気象災害に対処するには、予測に力を入れる対策がある一方、それが起こってしまった場合に被害を最少化する対策というものもある。このうち、近年最も被災例が多いものとして豪雨にどう備えるかを考えた場合、最も重視すべきは圃場の排水性の確保だ。そのための4つの技術について押さえておきたい。

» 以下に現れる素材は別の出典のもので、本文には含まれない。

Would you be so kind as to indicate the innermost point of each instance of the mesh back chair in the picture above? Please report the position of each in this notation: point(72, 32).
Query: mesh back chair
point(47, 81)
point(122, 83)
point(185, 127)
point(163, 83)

圃場の排水性確保の戦略は、2つに大別できる。1つは、雨水を圃場表面で横に移動させる表面排水。いま1つは、雨水を速やかに地下に送り込む、縦浸透による排水だ。
このうち、表面排水は22ページで触れた近年多発する短時間の強雨に対処できる戦略だ。一方、縦浸透を確保することは長雨に強く、また雨水の横移動による表土の流亡を抑えやすい戦略と言える。この両方に気を配り、地域が見舞われやすい災害に合わせてバランスを取ることが有効な対策となる。

【明渠は大量の水を短時間に排水する】

本誌記者が近年各地の圃場を訪ねて気づくことは、明渠を掘っている圃場が増えているということだ。それも、手掘りの溝のような狭く浅いものではなく、圃場の標高の低い側にバックホー(ユンボ)で深さ数十cm~1m以上の大きな溝を延々と掘っている例がよく見られる。
こうした明渠は幅を取るため、栽培面積の確保という点から言えば、一般にはあまり選択したくない対策だ。にもかかわらず、明渠を掘る圃場が増えているのは、短時間の強雨など従来に比べて激しい豪雨に襲われる場合や可能性が増していて、その対策が栽培面積確保より優先課題と見られていることを表している。